Latest Nonsense 7/30
KAYAK SAFETY BILL IN DOUBT AFTER HOUSE AMENDS COMPROMISE BILL
A bill aimed at promoting kayak safety that seemed sure to pass is now in doubt, after the House tacked on an 11th-hour amendment last week that left the Senate’s lead sponsor scratching his head. The House amendment was unusual because it came after the branches had reached a compromise, agreeing to a bill that would require kayakers to wear "Coast Guard approved" life vests at all times, and to require kayak instructors to receive First Aid and CPR training. The last-minute House amendment, which struck the requirement that all kayak passengers wear a life jacket “at all times,” was added by Rep. William Straus (D-Mattapoisett), who had led negotiations with the Senate. The amendment instead requires that kayakers carry at least one life jacket on board, although it doesn’t specify that it must be worn. Sen. Robert O’Leary, the Senate’s lead negotiator, told the News Service Wednesday he was unclear about the bill’s fate and pointed the finger at the House for creating uncertainty. Straus was not immediately available for comment. O’Leary originally filed his bill in 2001 but has seen it fail for four straight sessions. The compromise proposal (S 2518) was filed after a 56-day negotiation between O’Leary, Straus and four other lawmakers. It would require kayak instructors to provide “wet exit training” for capsized kayaks, and the bill nullifies any existing waiver from providing that training. “The reason I filed my initial legislation was in response to several drownings by people in kayaks who were not wearing a lifejacket,” O'Leary said in a statement after the compromise was reached. “We require ready access to lifejackets in other recreational vehicles, so it seemed logical to include smaller craft as well.
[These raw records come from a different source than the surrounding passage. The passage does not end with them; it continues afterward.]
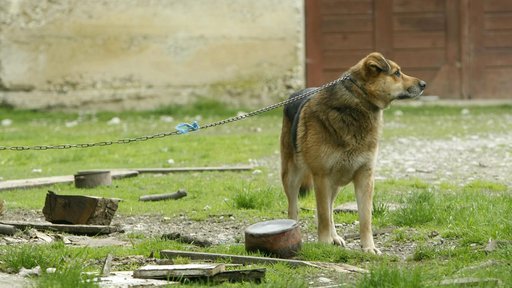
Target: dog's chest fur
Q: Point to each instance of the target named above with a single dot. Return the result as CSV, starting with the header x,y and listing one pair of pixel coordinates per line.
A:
x,y
340,135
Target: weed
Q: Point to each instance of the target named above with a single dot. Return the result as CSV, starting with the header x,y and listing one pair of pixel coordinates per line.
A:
x,y
380,209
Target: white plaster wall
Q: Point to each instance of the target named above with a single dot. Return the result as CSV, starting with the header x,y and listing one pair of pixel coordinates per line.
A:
x,y
141,54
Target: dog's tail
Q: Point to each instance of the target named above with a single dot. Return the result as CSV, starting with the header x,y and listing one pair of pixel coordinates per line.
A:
x,y
306,185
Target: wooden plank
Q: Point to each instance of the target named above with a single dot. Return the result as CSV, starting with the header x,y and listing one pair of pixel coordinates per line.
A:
x,y
419,22
348,23
125,279
419,39
420,58
245,275
7,229
343,59
499,58
346,7
472,61
423,6
72,229
501,21
448,81
314,57
178,271
498,39
246,260
497,5
46,181
158,197
383,27
194,169
347,41
498,84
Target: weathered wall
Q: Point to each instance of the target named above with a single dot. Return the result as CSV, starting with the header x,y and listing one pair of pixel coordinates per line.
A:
x,y
141,54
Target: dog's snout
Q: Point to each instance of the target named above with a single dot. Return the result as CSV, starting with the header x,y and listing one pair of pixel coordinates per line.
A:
x,y
422,84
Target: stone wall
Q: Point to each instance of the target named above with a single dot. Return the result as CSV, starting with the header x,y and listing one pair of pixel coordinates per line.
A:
x,y
142,54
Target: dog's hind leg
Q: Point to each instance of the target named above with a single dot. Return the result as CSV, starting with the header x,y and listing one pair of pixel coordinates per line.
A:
x,y
292,176
363,184
325,193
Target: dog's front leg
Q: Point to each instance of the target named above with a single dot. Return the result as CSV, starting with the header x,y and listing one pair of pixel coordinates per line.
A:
x,y
363,184
325,192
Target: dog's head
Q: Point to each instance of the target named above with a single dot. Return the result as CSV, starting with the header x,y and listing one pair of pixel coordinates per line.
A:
x,y
383,81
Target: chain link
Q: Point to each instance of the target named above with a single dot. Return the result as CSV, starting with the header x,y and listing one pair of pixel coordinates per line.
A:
x,y
176,132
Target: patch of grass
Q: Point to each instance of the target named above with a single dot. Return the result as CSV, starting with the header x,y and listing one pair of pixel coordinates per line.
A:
x,y
385,276
418,210
69,275
259,199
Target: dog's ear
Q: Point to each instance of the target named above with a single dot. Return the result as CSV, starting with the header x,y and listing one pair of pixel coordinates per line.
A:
x,y
376,63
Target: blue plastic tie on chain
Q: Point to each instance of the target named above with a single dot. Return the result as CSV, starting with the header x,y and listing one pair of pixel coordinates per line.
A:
x,y
184,128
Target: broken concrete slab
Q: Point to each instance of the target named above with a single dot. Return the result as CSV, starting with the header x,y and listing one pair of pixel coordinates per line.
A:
x,y
178,271
95,241
469,281
14,281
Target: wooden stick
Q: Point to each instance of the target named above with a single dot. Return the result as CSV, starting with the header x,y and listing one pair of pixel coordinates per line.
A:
x,y
7,229
187,239
157,197
107,266
193,169
46,181
72,229
245,260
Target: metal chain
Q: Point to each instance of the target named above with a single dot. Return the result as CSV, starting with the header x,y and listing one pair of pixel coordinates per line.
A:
x,y
176,132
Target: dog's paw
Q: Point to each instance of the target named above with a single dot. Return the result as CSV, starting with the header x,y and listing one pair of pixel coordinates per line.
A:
x,y
372,250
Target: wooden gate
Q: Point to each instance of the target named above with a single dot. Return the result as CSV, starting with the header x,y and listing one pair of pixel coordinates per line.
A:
x,y
462,48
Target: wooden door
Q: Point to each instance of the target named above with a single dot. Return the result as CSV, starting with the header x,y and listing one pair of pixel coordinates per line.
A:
x,y
462,48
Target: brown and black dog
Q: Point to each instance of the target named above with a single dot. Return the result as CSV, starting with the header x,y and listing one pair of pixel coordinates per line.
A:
x,y
331,138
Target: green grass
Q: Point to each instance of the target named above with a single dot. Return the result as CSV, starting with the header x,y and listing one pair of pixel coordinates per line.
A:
x,y
465,217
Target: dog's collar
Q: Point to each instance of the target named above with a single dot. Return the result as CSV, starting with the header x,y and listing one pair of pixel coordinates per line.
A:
x,y
354,82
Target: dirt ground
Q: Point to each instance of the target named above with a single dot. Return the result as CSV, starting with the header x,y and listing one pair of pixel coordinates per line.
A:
x,y
457,160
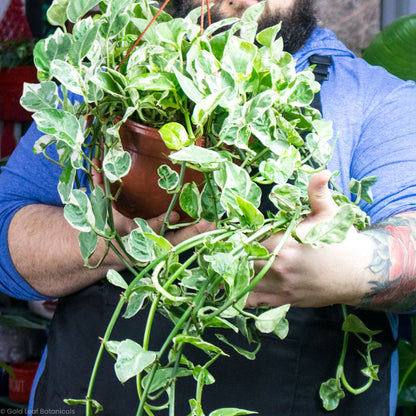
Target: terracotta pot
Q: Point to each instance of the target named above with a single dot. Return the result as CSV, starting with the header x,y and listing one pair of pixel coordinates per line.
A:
x,y
20,386
11,87
141,195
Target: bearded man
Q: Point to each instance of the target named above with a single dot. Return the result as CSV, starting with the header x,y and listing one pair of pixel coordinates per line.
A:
x,y
371,271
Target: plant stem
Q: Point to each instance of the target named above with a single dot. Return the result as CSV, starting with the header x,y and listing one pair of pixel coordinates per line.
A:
x,y
262,272
174,199
106,337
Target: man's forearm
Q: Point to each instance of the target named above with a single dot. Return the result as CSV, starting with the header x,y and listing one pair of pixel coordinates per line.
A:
x,y
45,251
393,264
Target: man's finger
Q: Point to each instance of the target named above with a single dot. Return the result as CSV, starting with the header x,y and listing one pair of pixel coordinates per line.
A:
x,y
320,197
157,222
We are talking about small unstable boats that many people take out into the ocean where conditions can change instantly, and having a lifejacket makes sense.” The bill seemed assured of passage when lawmakers came out with a compromise version and the Senate accepted it on July 6. The bill was initially passed 29-4 in the Senate in October 2009, and the House followed suit in January. The proposals were sent to a conference committee on May 4 and emerged in late June.